Why This Country's Economy Would Actually Be Stronger Without Prisons

Person holding briefcase and newspaper
Zain Murdock
July 30, 2021

It’s true that prisons not only treat Black people like property, but operate as a business, too. But what’s also true? Mass incarceration contributes to high poverty rates, and is actually bad for the overall national economy! Why?

Without mass incarceration, the poverty rate in the US would’ve dropped by about 20% from 1980-2004. This isn’t just because people weren’t making money while incarcerated, but also because of how hard it is for people to find work after release. 

But this actually affects all of us.

The Center for Economic and Policy Research says that the country’s GDP would be $78-87 billion more if people with criminal records were employed. In 2008, for example, that loss was about 1.7 million people. 

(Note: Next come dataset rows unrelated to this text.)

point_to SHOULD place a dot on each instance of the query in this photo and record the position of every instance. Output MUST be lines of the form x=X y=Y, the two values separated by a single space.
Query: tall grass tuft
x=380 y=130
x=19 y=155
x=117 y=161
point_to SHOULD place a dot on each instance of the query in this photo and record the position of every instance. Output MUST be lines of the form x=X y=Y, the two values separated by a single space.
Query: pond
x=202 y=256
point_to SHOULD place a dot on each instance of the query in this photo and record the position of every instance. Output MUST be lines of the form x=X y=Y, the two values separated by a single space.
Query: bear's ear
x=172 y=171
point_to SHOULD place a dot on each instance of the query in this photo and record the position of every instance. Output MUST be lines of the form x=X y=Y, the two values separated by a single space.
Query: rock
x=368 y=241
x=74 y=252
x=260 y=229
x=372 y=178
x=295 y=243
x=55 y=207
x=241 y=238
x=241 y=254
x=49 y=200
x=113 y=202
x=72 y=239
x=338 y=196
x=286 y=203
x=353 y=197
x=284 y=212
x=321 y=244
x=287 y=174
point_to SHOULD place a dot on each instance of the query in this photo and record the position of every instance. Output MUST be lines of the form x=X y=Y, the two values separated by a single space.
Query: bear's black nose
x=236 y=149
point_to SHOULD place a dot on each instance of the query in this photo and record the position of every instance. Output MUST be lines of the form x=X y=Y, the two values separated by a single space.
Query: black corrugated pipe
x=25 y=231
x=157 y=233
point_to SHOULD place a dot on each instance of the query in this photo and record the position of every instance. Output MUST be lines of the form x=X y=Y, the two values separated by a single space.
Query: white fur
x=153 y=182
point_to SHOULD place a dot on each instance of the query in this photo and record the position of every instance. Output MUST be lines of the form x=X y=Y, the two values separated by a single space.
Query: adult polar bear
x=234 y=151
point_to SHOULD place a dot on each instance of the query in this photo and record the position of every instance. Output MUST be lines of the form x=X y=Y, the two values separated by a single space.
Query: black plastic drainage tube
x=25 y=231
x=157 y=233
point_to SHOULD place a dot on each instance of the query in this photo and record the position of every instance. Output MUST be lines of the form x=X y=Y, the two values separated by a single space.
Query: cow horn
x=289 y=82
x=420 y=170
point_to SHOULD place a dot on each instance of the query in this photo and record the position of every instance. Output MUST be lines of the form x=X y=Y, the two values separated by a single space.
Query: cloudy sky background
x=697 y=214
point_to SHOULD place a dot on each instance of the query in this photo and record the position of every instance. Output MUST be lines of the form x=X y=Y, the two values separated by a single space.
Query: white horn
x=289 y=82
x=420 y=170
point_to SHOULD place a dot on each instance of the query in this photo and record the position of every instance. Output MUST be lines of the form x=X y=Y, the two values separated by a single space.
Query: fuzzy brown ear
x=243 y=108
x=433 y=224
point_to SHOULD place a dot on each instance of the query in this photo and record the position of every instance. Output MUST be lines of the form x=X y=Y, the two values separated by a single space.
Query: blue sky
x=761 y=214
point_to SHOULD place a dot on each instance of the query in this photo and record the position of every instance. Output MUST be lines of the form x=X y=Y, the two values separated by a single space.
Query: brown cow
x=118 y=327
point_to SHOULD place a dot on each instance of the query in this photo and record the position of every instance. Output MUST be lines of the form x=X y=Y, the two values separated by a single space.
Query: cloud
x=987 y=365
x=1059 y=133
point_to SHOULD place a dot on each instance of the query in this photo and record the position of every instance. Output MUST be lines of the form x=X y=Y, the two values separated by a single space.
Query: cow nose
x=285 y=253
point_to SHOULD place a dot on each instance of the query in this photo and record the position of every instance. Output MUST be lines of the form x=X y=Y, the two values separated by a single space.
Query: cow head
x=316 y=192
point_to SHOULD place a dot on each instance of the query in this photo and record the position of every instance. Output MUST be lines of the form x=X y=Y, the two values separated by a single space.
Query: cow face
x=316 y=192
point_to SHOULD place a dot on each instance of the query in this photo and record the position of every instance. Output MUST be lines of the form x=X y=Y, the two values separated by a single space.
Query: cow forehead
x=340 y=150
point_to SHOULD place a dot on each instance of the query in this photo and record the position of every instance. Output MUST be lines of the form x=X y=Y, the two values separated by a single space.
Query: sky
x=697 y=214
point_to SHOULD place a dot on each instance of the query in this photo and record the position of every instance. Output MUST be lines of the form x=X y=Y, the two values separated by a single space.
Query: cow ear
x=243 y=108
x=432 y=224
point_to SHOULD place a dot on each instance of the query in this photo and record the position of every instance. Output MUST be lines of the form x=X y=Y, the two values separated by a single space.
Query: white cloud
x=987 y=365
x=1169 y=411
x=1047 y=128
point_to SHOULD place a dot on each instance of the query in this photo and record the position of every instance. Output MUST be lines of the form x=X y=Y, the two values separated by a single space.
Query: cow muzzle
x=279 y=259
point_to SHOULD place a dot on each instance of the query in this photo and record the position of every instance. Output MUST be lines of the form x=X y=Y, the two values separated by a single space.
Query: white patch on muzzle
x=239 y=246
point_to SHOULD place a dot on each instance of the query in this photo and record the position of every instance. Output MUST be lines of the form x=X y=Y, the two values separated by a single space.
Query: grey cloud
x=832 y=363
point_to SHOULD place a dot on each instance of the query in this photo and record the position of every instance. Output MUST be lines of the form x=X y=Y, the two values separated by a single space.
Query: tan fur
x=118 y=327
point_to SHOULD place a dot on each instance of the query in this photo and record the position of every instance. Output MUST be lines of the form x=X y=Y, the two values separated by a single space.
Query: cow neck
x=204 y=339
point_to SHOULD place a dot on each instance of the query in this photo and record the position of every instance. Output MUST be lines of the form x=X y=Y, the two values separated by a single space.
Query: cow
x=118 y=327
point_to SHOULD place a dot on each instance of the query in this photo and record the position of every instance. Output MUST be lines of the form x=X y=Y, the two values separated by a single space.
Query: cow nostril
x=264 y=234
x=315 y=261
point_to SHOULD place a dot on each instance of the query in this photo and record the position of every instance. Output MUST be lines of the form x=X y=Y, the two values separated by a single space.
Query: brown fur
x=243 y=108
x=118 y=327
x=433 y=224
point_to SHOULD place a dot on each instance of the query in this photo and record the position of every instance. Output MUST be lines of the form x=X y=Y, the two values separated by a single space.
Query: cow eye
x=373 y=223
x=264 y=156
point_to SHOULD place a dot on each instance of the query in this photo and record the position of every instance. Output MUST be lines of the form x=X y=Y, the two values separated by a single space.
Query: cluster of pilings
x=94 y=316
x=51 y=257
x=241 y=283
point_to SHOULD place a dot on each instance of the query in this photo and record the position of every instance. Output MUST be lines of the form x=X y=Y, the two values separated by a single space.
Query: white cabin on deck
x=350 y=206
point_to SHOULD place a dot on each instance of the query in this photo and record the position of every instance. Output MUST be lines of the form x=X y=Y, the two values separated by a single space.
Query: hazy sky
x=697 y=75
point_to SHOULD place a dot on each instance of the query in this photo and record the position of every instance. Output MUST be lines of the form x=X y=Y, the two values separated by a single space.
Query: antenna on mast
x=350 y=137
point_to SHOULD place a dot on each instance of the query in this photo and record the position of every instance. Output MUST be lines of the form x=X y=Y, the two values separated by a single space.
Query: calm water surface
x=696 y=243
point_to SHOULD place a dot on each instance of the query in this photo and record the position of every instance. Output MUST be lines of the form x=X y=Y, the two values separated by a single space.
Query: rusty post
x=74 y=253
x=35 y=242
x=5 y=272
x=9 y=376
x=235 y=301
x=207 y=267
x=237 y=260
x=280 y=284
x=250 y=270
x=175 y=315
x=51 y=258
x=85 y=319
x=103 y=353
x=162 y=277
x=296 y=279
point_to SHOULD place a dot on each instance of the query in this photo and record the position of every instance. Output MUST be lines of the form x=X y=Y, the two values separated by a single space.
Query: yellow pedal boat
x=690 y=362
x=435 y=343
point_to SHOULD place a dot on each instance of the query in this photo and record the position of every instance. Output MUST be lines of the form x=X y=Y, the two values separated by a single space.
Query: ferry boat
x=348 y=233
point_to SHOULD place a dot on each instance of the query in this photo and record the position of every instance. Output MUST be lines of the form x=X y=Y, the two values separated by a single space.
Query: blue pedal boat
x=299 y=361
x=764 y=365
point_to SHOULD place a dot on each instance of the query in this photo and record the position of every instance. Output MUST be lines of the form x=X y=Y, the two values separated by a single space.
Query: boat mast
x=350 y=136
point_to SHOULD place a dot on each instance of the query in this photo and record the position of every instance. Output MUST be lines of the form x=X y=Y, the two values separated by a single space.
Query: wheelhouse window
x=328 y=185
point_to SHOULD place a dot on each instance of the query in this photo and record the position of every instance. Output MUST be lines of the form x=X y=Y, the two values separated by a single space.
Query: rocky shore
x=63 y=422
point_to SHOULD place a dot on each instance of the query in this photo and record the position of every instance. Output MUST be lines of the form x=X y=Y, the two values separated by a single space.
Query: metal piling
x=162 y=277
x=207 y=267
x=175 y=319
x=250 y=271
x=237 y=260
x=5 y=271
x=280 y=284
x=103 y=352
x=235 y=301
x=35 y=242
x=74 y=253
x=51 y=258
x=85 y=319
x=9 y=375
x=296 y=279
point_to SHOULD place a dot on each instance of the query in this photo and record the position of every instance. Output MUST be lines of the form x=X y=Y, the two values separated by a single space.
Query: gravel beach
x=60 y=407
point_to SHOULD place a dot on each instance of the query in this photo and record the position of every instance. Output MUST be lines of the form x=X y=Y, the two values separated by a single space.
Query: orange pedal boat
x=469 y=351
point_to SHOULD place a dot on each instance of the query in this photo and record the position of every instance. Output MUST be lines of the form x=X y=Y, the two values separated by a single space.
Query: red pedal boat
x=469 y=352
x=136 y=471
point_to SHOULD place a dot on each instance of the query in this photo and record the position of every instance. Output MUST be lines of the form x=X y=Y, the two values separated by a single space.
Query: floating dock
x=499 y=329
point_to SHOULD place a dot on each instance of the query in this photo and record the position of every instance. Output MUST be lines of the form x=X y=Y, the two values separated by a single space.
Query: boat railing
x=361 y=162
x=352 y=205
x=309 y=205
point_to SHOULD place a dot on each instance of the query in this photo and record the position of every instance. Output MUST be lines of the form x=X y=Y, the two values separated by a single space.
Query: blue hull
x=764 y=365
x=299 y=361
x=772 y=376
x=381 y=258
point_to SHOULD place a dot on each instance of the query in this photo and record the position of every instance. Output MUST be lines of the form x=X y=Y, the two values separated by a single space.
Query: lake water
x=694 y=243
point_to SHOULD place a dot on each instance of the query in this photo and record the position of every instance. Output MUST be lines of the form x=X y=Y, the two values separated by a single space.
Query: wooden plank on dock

And there are better resources to fund instead of wasting our taxpayer money on prisons.

In fact, it’s estimated that if 80% of people with nonviolent offenses weren’t forced into expensive  prisons, the US could SAVE over $7 billion a year. We could use that tax money for affordable housing, jobs, and healthcare! 

But they don’t want that.

The criminal legal system creates a cycle of hyper-criminalizing and incarcerating Black people, then impoverishing Black communities from that incarceration, and finally more "crime" happening because of that poverty. Then it starts all over again! This system is clearly not for us.